Not really. Discrete and continuous time models generally behave in a similar fashion when changes occur slowly over time. For this model of haploid selection, this implies that the discrete and continuous models will be similar when the fitnesses of the two alleles are nearly equal, i.e., when \(W_A - W_a\) is small. This is called "weak selection".

In the discrete model, the change in the allele frequency is

\[ \begin{aligned} \Delta p &= p(t+1) - p(t) \\ &= \frac{W_A p(t)}{W_A p(t) + W_a q(t)} - p(t) \\ &= \frac{(W_A - W_a)p(t) q(t)}{W_A p(t) + W_a q(t)}. \end{aligned} \]

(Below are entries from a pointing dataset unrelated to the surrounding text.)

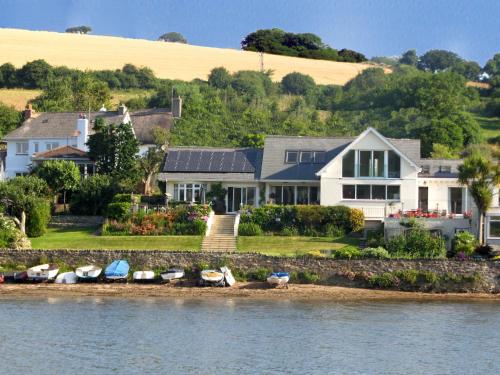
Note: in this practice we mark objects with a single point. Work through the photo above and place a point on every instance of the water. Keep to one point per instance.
(224, 336)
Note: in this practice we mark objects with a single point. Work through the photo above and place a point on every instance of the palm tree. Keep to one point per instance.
(481, 175)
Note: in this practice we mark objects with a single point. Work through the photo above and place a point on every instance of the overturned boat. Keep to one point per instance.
(143, 276)
(212, 278)
(172, 274)
(66, 278)
(278, 278)
(43, 272)
(88, 273)
(117, 271)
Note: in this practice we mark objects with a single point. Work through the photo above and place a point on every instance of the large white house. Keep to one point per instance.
(381, 176)
(63, 135)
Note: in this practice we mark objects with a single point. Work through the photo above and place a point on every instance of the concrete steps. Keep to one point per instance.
(221, 236)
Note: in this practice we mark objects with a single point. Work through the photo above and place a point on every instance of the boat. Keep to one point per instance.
(66, 278)
(88, 273)
(43, 272)
(117, 270)
(228, 276)
(143, 276)
(278, 278)
(211, 278)
(172, 274)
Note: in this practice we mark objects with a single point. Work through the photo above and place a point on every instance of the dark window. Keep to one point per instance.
(349, 191)
(378, 192)
(362, 191)
(394, 165)
(292, 157)
(348, 164)
(393, 192)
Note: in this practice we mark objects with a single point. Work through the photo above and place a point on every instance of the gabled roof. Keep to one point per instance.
(391, 143)
(273, 161)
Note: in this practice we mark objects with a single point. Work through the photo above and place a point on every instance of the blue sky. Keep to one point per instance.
(470, 28)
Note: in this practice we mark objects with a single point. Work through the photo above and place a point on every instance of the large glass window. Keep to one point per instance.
(348, 164)
(394, 165)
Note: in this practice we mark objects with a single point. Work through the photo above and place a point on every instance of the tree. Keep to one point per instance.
(114, 150)
(9, 119)
(79, 30)
(219, 78)
(173, 37)
(409, 58)
(61, 176)
(480, 175)
(19, 195)
(297, 83)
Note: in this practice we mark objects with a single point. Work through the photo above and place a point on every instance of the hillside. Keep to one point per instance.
(168, 60)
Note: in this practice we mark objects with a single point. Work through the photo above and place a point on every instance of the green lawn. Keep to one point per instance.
(85, 238)
(290, 246)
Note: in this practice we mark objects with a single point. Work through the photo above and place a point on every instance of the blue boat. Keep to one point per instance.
(118, 270)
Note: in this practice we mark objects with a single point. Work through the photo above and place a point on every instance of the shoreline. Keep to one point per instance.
(247, 290)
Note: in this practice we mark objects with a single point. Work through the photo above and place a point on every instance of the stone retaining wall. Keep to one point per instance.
(325, 268)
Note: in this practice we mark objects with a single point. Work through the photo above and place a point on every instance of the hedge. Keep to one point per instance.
(304, 220)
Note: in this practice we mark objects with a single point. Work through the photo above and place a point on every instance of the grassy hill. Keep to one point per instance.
(167, 60)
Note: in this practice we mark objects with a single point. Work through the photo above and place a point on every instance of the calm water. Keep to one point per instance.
(183, 336)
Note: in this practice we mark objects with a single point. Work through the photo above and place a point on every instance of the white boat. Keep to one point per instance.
(88, 273)
(43, 272)
(66, 278)
(212, 278)
(143, 276)
(278, 278)
(172, 274)
(228, 276)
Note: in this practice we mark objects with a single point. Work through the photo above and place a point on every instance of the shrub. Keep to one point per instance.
(376, 253)
(249, 229)
(347, 252)
(37, 218)
(119, 211)
(464, 242)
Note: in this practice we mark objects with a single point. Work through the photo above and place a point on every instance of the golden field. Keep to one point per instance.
(167, 60)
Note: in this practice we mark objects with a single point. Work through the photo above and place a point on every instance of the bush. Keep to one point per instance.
(375, 253)
(37, 218)
(249, 229)
(119, 211)
(464, 242)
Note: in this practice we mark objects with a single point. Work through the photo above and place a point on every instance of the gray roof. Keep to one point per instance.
(63, 124)
(273, 161)
(208, 162)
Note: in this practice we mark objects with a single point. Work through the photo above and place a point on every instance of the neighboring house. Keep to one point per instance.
(63, 135)
(378, 175)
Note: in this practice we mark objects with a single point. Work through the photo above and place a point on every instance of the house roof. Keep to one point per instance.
(211, 161)
(273, 161)
(64, 152)
(63, 124)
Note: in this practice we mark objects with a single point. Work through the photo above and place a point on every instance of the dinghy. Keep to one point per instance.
(143, 276)
(278, 278)
(228, 276)
(43, 272)
(172, 274)
(88, 273)
(66, 278)
(118, 270)
(211, 278)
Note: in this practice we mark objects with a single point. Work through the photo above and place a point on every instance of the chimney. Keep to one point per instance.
(176, 107)
(28, 112)
(82, 127)
(122, 109)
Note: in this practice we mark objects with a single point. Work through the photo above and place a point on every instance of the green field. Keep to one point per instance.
(85, 238)
(291, 246)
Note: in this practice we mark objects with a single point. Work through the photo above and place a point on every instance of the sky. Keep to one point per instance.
(470, 28)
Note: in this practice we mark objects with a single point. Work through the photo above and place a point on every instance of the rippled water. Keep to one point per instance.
(224, 336)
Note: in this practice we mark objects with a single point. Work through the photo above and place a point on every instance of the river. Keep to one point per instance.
(237, 336)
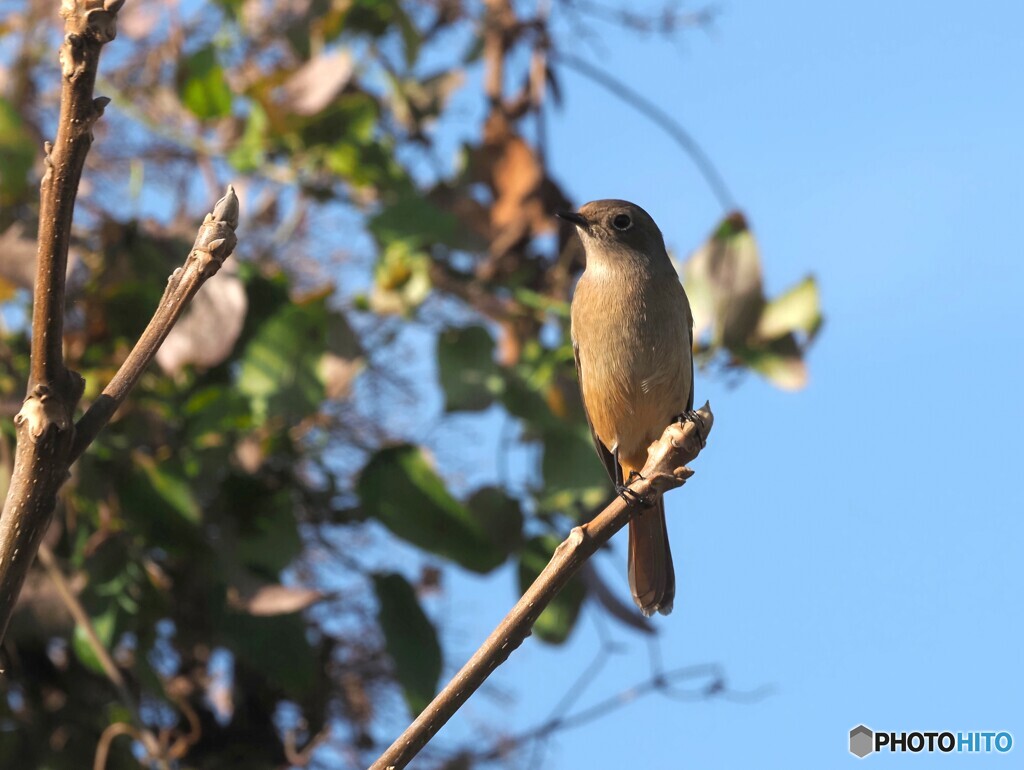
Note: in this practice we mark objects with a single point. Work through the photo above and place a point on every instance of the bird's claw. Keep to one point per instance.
(631, 497)
(692, 416)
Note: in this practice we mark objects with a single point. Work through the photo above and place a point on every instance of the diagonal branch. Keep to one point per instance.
(88, 26)
(214, 244)
(666, 469)
(44, 422)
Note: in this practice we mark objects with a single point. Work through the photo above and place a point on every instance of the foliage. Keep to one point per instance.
(215, 516)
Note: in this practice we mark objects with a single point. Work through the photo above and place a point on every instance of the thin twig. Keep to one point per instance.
(657, 116)
(44, 423)
(103, 745)
(214, 244)
(713, 687)
(666, 468)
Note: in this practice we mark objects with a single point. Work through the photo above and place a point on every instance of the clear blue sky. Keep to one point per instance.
(857, 546)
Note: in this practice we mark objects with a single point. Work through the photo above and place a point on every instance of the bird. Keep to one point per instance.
(632, 334)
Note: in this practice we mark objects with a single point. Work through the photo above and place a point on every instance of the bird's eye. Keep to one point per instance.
(622, 222)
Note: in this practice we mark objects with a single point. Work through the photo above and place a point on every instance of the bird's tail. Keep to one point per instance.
(652, 578)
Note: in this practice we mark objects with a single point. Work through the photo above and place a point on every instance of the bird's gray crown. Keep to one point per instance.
(617, 228)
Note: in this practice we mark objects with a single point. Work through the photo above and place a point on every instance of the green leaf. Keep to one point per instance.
(416, 221)
(410, 639)
(410, 35)
(499, 515)
(172, 487)
(280, 372)
(400, 489)
(572, 472)
(401, 280)
(796, 309)
(17, 153)
(157, 500)
(467, 370)
(103, 625)
(275, 646)
(778, 361)
(556, 622)
(267, 537)
(250, 152)
(202, 85)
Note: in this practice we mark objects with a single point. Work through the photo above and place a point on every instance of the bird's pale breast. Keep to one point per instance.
(633, 339)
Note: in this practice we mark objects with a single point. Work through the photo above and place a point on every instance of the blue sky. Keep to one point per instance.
(856, 546)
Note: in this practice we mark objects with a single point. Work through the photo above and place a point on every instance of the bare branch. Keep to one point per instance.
(44, 423)
(214, 244)
(660, 118)
(88, 26)
(666, 469)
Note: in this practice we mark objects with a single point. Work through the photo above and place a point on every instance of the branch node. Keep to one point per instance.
(41, 412)
(102, 24)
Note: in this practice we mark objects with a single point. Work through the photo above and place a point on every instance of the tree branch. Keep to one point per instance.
(666, 469)
(657, 116)
(88, 26)
(44, 423)
(214, 244)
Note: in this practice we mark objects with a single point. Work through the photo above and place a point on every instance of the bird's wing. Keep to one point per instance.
(607, 459)
(689, 339)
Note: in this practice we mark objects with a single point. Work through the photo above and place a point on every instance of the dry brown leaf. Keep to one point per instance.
(275, 599)
(316, 83)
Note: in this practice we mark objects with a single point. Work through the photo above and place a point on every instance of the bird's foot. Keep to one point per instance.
(631, 497)
(692, 416)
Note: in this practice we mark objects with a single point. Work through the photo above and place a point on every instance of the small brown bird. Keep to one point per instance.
(633, 338)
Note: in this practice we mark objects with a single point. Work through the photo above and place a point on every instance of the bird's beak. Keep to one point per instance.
(578, 219)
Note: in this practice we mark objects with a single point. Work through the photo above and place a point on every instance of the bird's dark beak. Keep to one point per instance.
(578, 219)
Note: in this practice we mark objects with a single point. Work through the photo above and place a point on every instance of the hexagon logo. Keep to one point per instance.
(861, 741)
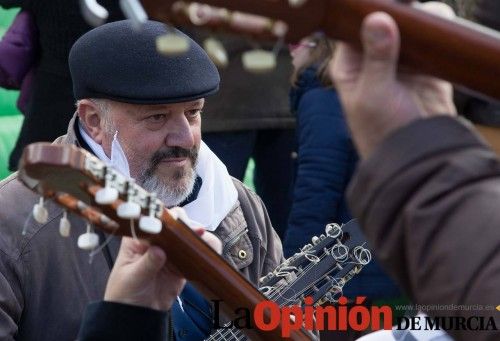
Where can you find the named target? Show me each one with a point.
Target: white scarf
(217, 195)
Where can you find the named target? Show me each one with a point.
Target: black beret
(118, 62)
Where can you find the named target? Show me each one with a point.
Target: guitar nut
(242, 254)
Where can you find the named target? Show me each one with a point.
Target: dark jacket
(428, 200)
(325, 162)
(247, 101)
(46, 281)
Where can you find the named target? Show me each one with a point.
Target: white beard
(170, 194)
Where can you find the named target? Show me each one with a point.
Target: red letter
(342, 313)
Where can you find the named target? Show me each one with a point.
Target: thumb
(150, 263)
(381, 41)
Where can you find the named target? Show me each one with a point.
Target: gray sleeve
(428, 200)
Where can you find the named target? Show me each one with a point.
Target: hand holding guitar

Now define \(s_d = (W_A - W_a)/W_a\) as the discrete time selection coefficient. Subbing this in as \(W_A = s_d W_a + W_a\) gives

\[ \begin{aligned} \Delta p &= \frac{(W_A-W_a)p(t) q(t)}{W_A p(t) + W_a q(t)}\\ &= \frac{(s_d W_a + W_a - W_a) p(t) q(t)}{(s_d W_a + W_a) p(t) + W_a q(t)}\\ &= \frac{s_d W_a p(t) q(t)}{s_d W_a p(t) + W_a (p(t) + q(t))}\\ &= \frac{s_d W_a p(t) q(t)}{s_d W_a p(t) + W_a}\\ &= \frac{s_d p(t) q(t)}{s_d p(t) + 1}\\ \end{aligned} \]

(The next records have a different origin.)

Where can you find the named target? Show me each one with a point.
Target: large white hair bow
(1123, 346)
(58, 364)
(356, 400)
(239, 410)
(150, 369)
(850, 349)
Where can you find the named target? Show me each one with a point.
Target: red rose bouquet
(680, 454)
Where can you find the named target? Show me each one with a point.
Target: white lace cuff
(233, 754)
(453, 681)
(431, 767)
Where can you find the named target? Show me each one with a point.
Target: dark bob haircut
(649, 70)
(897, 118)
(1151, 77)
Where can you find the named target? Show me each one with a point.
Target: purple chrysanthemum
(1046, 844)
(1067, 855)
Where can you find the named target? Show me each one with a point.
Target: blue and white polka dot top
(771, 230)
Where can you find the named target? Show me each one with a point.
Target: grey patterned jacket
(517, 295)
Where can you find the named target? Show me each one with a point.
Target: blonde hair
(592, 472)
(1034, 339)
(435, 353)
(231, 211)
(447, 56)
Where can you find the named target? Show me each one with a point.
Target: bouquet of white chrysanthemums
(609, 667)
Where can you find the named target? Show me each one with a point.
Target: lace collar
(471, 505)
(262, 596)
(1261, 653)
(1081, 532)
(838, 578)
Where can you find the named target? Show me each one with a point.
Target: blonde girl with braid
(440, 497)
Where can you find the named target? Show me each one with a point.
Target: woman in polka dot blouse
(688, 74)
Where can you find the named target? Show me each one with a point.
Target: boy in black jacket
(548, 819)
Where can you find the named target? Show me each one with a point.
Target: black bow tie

Now assume weak selection, i.e., that \(s_d\) is small. This implies \(s_d p(t) + 1 \approx 1\). Making this approximation we have

\[ \Delta p \approx s_d p(t) q(t) \]

This is equivalent to the continuous-time model when the selection coefficients are equal, \(s_c = s_d\).

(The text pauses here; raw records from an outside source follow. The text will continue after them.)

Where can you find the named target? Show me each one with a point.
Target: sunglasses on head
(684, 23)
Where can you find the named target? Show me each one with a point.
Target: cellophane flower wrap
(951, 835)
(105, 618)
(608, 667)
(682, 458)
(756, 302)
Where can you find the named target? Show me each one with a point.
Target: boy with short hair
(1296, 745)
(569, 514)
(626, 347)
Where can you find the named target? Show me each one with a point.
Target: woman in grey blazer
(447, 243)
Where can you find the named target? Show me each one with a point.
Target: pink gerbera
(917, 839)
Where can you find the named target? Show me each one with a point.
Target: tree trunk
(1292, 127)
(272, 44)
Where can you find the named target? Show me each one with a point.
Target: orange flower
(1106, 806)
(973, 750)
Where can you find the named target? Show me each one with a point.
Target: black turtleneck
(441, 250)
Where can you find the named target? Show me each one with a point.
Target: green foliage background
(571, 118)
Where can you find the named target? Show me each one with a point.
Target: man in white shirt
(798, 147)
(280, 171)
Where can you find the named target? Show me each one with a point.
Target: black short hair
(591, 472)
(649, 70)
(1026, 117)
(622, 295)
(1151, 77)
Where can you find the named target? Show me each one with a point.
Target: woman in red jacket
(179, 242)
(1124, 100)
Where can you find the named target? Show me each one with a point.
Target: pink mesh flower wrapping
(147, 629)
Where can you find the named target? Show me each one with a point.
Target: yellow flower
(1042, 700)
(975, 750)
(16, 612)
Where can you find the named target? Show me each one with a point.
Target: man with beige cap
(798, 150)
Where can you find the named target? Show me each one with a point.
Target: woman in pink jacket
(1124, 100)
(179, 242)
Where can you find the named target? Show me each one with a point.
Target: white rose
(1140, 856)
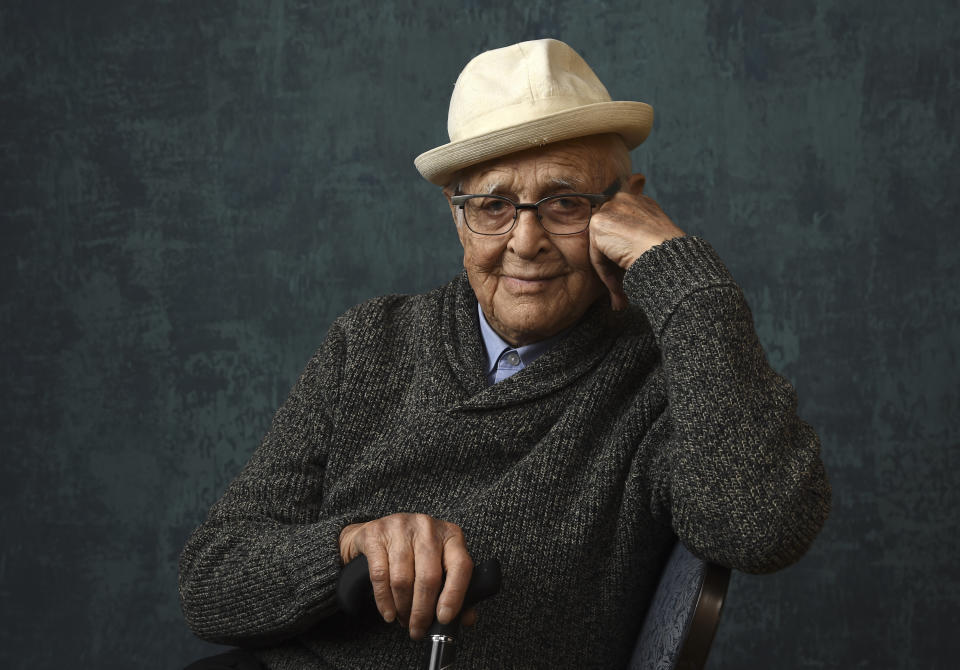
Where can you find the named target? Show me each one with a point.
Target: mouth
(528, 284)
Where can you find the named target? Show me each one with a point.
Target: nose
(528, 238)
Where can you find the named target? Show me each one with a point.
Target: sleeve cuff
(666, 274)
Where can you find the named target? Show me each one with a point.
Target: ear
(634, 184)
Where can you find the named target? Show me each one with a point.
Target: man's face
(531, 284)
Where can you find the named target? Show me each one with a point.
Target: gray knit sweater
(661, 420)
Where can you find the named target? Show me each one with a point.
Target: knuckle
(429, 580)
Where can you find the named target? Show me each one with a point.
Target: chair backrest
(682, 618)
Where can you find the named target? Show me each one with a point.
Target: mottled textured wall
(191, 192)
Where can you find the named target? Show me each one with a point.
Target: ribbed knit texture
(575, 472)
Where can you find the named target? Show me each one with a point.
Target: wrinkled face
(531, 284)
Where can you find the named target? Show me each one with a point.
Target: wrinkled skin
(531, 285)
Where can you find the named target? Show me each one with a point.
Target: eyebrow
(571, 183)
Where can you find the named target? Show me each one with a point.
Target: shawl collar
(574, 355)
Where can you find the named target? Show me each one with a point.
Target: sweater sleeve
(263, 566)
(735, 470)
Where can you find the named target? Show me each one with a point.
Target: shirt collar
(495, 345)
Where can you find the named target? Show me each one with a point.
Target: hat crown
(521, 82)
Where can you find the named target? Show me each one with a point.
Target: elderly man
(588, 390)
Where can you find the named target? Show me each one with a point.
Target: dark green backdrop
(192, 191)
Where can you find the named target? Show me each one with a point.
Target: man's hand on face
(623, 229)
(407, 555)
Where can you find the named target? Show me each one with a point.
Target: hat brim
(631, 120)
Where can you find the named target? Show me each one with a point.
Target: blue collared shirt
(504, 360)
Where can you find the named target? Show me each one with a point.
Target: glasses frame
(596, 200)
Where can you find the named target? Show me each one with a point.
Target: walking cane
(355, 596)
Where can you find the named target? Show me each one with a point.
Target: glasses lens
(566, 214)
(489, 215)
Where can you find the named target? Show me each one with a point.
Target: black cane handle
(355, 592)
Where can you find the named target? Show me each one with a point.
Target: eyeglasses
(561, 214)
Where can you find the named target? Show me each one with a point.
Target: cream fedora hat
(527, 95)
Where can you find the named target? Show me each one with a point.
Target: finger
(605, 269)
(459, 567)
(469, 616)
(429, 577)
(402, 575)
(379, 567)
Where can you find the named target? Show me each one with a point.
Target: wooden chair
(682, 619)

7. The models we've covered


To summarize the last two lectures, we've derived four of the most classic models in ecology and evolution:

Model Discrete time Continous time
Exponential growth \(n(t+1) = R n(t)\) \(\frac{\mathrm{d}n}{\mathrm{d}t} = r n(t)\)
Logistic growth \(n(t+1) = (1 + r(1 - \frac{n(t)}{K}))n(t)\) \(\frac{\mathrm{d}n}{\mathrm{d}t} = r(1 - \frac{n(t)}{K})n(t)\)
Haploid selection \(p(t+1) = \frac{W_A p(t)}{W_A p(t) + W_a q(t)}\) \(\frac{\mathrm{d}p}{\mathrm{d}t} = s p(t)(1-p(t))\)
Diploid selection \(p(t+1) = \frac{W_{AA}p(t)^2 + W_{Aa}p(t) q(t)}{W_{AA}p(t)^2 + 2 W_{Aa} p(t) q(t) + W_{aa} q(t)^2}\) Not derived

See textbook Sections 3.4 and 3.5 for models of interacting species and epidemiology, respectively, which we won't cover in class.